Kenya scores highly in four pillars but is still lagging behind in key ones such as institutions (84), human capital and research (112) and infrastructure (103), according to Global Innovation Index (GII) ranking published annually by Cornell University, INSEAD and the World Intellectual Property Organisation (WIPO) and GII Knowledge Partners.
Notably, under institutions, Kenya ranks low in political stability and safety (118), government effectiveness (90), regulatory quality (90) and rule of law (94). The report suggests that these factors are key in achieving a higher innovation index.
At the same time, the parameters for human capital and research development ranks low compared to top innovation achievers. Kenya is at number 97 in terms of education, tertiary education (120) and research and development (72).
Kenya ranks well on four indicators, including market sophistication (61), business sophistication (49), knowledge and technology outputs (70), and creative outputs (56). Kenya is leading in the number of creative outputs compared to South Africa (76) and Mauritius 68.
However, South Africa beat Kenya on all the other scores including those that the latter ranked high on. On the other hand, Kenya beat Mauritius in business sophistication, on which the Indian Ocean Island scored 82 and knowledge outputs (115).
In the region, Kenya has a high innovation efficiency ratio of 0.69 which places it at 41 globally on the score compared to South Africa (0.55) and Mauritius, ranking them at 83 and 105 respectively.
While sub-Saharan countries have seen an increasing number of countries join the global innovation achievers, the 2018 report reveals that the region ranks low compared to others, the first being North America.
“Sub-Saharan Africa is last as a region, despite the strong performance of individual countries. As last year, this year South Africa takes the top spot among all economies in the region (58th), followed by Mauritius (75th), Kenya (78th) and Botswana (91),” GII report 2018 says.
The report further identifies Kenya as among top 20 countries that outperform on innovation relative to their level of development. Countries from sub-Saharan Africa dominate the list of top 20 high innovation achievers with lower development index.
“Of these 20 economies—six in total, the most from any region—come from sub-Saharan Africa. Importantly, Kenya, Rwanda, Mozambique, Malawi, and Madagascar stand out for being innovation achievers at least three times in the previous eight years,” the report says.
The report has identified Kenya as the chief innovation achiever in the region since 2011, far ahead of a country like South Africa, which has a higher GDP per capita.
Following Kenya in the ranking in the region is Botswana at 91. Others include Tanzania (92), Namibia (93), Rwanda (99) and Senegal (100).
The report notes: “Among these, Kenya, the United Republic of Tanzania and Namibia improve their GII ranking compared to 2017, while Rwanda and Senegal remain stable and the other three economies (South Africa, Mauritius, and Botswana) lose positions.

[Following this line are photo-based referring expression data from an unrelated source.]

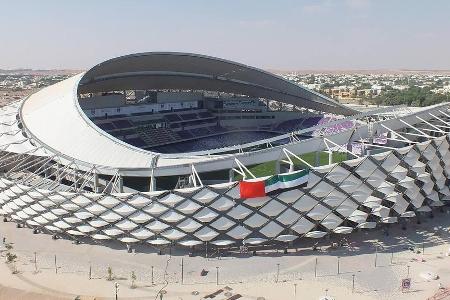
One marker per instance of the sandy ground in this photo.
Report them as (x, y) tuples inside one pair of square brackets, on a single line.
[(251, 277)]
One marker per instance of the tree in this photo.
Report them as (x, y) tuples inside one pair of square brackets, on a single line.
[(110, 274), (133, 279)]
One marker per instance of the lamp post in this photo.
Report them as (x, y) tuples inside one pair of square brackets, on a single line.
[(153, 282), (315, 269), (278, 272), (217, 275), (353, 283), (339, 264), (376, 255), (116, 286)]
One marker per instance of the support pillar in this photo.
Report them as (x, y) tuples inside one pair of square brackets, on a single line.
[(120, 184), (317, 159), (96, 187), (231, 175), (277, 167), (291, 168)]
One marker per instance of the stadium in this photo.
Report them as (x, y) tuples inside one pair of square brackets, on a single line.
[(194, 151)]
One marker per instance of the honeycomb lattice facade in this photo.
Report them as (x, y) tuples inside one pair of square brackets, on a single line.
[(338, 198)]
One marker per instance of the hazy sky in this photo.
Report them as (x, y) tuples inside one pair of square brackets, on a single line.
[(281, 34)]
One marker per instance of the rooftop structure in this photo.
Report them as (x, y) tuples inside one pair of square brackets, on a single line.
[(80, 158)]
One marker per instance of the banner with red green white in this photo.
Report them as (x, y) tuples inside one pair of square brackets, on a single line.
[(260, 187)]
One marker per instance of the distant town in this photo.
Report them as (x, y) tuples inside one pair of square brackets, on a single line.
[(363, 88)]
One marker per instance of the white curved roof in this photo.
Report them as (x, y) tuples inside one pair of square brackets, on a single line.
[(53, 117)]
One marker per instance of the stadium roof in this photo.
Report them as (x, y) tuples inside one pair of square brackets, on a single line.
[(171, 70)]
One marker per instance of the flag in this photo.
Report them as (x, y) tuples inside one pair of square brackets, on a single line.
[(261, 186)]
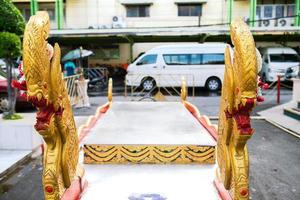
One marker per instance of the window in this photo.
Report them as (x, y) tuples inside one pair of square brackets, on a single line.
[(279, 11), (189, 9), (50, 8), (266, 60), (148, 59), (196, 59), (258, 12), (284, 58), (213, 59), (193, 59), (137, 11), (106, 52), (176, 59), (268, 11), (290, 10), (24, 9)]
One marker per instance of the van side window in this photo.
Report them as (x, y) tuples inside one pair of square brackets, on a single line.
[(148, 59), (176, 59), (266, 60), (196, 59), (193, 59), (213, 59)]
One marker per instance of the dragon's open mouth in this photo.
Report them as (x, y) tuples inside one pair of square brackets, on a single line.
[(45, 112)]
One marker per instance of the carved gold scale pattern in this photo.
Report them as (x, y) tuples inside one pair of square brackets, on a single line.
[(148, 154)]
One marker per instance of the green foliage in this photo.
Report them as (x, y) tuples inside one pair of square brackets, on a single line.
[(11, 20), (10, 45)]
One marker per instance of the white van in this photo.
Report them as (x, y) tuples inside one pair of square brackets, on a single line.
[(164, 66), (279, 61)]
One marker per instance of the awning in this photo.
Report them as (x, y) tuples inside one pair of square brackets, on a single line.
[(136, 2), (189, 1)]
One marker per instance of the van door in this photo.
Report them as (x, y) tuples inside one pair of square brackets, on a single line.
[(147, 70), (176, 67)]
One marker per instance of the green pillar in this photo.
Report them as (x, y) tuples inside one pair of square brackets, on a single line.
[(229, 10), (33, 7), (252, 12), (297, 12), (59, 13)]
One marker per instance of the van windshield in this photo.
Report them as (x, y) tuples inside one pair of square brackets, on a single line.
[(284, 58)]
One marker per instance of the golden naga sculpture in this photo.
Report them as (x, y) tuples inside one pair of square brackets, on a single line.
[(239, 94), (46, 90)]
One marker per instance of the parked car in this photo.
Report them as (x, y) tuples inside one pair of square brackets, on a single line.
[(21, 100), (164, 66), (279, 61)]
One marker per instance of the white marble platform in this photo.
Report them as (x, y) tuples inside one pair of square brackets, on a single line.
[(19, 134), (173, 182), (149, 123)]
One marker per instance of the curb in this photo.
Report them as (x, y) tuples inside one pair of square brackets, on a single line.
[(10, 170)]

The other 16 countries in the sub-Saharan region ranked lower than 100.
In this year’s roll, eight countries in the top 10 GII came from Europe with Switzerland, Netherlands and Sweden taking the top three slots. Singapore (5) and the United States (6) are the only countries out of Europe. The other countries in the top 10 include the United Kingdom (4), Finland (7), Denmark (8), Germany (9) and Ireland (10).
The Global Innovation Index (GII) aims to capture the multi-dimensional facets of innovation and provide the tools that can assist in tailoring policies to promote long-term output growth, improved productivity, and job growth.
GII provides a rich database for 126 countries and economies, which represent about 90.8 per cent of the total global population and approximately 96.3 per cent global GDP.